United States Northern Command (USNORTHCOM)
- Headquarters United States Northern Command
- NORAD and USNORTHCOM Command Center

=== United States Air Force (USAF) ===
Air Combat Command (ACC)
- Sixteenth Air Force (Air Forces Cyber)
  - 690th Cyberspace Operations Group
    - 561st Network Operations Squadron (GSU)

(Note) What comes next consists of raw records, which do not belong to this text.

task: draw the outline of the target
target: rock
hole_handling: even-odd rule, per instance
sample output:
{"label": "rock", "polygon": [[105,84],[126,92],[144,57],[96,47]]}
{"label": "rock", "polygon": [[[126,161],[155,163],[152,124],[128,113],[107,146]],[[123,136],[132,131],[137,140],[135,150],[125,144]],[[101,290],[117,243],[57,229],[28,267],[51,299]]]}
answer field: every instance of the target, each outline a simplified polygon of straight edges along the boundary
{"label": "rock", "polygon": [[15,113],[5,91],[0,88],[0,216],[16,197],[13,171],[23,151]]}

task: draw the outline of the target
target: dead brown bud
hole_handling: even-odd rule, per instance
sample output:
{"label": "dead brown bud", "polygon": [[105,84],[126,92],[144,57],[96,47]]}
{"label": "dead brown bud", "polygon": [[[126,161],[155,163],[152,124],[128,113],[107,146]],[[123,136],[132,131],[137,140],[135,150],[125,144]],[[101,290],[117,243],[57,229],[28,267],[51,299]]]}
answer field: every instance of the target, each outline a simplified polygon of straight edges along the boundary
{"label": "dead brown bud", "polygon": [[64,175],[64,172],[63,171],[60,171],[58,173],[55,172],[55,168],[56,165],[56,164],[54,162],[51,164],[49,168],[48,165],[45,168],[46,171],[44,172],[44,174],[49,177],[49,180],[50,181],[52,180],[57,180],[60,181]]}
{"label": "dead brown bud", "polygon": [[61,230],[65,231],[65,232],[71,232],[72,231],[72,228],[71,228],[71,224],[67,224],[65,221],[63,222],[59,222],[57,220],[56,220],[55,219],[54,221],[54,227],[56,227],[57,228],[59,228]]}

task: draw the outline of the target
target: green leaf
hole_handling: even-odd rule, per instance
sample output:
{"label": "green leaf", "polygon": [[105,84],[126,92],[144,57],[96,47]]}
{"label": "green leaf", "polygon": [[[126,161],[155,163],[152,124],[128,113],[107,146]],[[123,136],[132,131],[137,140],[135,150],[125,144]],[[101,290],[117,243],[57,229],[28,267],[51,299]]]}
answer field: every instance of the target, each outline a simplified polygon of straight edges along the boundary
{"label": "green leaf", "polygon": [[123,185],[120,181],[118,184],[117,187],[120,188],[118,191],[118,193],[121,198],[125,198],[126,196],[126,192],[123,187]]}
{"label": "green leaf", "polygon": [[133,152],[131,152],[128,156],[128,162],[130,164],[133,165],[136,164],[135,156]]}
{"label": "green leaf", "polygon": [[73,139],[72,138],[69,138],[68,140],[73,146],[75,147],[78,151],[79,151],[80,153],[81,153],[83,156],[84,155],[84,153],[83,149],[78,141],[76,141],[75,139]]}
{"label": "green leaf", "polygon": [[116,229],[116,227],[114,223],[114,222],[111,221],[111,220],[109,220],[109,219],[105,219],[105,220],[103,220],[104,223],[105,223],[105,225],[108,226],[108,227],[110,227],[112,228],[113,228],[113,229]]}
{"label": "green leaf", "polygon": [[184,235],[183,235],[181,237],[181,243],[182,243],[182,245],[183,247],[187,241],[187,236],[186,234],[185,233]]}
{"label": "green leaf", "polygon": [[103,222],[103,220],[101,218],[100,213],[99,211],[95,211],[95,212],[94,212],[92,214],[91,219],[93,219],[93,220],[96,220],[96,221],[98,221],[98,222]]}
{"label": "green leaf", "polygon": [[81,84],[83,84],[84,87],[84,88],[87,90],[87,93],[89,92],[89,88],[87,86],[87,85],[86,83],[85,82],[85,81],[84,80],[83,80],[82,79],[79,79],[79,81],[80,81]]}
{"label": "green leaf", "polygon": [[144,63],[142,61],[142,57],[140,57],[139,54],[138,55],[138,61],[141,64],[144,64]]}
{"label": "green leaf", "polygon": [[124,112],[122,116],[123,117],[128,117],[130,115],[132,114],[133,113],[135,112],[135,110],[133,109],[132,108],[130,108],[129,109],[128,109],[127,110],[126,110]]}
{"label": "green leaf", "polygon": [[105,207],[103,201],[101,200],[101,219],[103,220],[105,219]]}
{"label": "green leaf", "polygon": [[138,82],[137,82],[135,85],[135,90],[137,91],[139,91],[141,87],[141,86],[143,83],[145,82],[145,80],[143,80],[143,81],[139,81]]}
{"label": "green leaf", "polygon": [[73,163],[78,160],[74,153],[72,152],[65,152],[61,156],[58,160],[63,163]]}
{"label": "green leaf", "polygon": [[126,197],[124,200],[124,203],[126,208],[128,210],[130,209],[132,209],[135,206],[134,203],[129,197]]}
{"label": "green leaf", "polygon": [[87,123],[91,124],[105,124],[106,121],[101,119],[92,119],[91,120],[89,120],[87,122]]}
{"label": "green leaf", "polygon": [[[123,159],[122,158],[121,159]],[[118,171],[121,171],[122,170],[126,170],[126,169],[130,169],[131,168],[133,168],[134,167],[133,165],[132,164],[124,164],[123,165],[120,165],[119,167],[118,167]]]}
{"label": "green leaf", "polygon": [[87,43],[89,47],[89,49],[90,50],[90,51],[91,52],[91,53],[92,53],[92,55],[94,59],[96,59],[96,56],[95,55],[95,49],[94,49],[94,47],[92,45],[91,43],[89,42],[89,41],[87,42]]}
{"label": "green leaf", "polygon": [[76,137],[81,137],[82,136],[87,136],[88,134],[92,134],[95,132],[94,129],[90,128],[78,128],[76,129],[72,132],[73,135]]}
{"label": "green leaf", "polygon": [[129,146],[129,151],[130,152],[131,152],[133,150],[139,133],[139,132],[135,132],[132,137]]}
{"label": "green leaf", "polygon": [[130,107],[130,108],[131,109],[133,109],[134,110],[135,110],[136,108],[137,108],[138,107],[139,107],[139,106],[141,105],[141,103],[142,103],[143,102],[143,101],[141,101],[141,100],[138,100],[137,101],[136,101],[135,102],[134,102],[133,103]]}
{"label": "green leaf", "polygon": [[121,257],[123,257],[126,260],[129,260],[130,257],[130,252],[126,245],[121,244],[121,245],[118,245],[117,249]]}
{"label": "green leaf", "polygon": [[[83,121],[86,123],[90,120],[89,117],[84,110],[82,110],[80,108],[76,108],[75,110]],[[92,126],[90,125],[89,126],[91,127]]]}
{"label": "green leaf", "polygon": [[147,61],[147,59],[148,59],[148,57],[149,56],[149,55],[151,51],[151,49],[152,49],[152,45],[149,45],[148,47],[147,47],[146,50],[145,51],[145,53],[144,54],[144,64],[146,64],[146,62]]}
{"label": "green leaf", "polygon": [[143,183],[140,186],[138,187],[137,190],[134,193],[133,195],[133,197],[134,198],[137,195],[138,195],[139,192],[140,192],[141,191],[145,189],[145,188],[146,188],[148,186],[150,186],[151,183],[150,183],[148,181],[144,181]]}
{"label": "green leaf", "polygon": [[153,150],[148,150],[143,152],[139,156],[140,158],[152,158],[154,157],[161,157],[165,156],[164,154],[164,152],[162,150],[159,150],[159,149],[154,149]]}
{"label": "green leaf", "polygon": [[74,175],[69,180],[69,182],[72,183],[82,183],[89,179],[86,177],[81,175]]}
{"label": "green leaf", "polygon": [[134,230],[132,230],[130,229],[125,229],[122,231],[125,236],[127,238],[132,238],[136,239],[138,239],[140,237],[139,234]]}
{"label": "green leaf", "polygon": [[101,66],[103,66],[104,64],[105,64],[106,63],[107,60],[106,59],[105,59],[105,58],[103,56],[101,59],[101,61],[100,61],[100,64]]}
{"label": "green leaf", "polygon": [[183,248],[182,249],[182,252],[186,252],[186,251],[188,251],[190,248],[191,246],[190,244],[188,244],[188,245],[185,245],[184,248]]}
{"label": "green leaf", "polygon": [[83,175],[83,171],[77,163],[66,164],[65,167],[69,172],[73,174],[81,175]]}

Air Mobility Command (AMC)
- Eighteenth Air Force
  - 19th Airlift Wing
    - 19th Operations Group
      - 52nd Airlift Squadron (GSU) – C-130H Hercules

Air Force Reserve Command (AFRC)
- Tenth Air Force
  - 310th Space Wing
    - 710th Operations Group
      - 380th Space Control Squadron (GSU)
      - 428th Electromagnetic Warfare Flight
- Twenty-Second Air Force
  - 302nd Airlift Wing
    - 302nd Operations Group
      - 34th Aeromedical Evacuation Squadron
      - 302nd Operations Support Squadron
      - 731st Airlift Squadron – C-130H Hercules
    - 302nd Maintenance Group
      - 302nd Maintenance Squadron
      - 302nd Aircraft Maintenance Squadron
    - 302nd Mission Support Group
    - 39th Aerial Port Squadron
    - 302nd Civil Engineer Squadron
    - 302nd Communications Flight
    - 302nd Force Support Squadron
    - 302nd Logistics Readiness Squadron
    - 302nd Security Forces Squadron
  - 302nd Aeromedical Staging Squadron

Air National Guard

- Colorado Air National Guard
  - 140th Wing
    - 140th Operations Group
      - 138th Electromagnetic Warfare Squadron
      - 200th Airlift Squadron (GSU) – C-21A Learjet

=== Road ===
Peterson Road in Colorado Springs is named after Peterson Base and starts at Peterson Base and ends at a fire station near Dublin Blvd. It intersects with Hwy 24, Galley Rd, Palmer Park Blvd, Constitution Ave, N. Carefree Cir, Barnes Rd, Stetson Hills Blvd, and Dublin Blvd. There is currently road work at the interchange at Peterson Rd and Hwy 24. Peterson runs parallel to Colorado State Highway 21/N. Powers Blvd and Marksheffel Rd.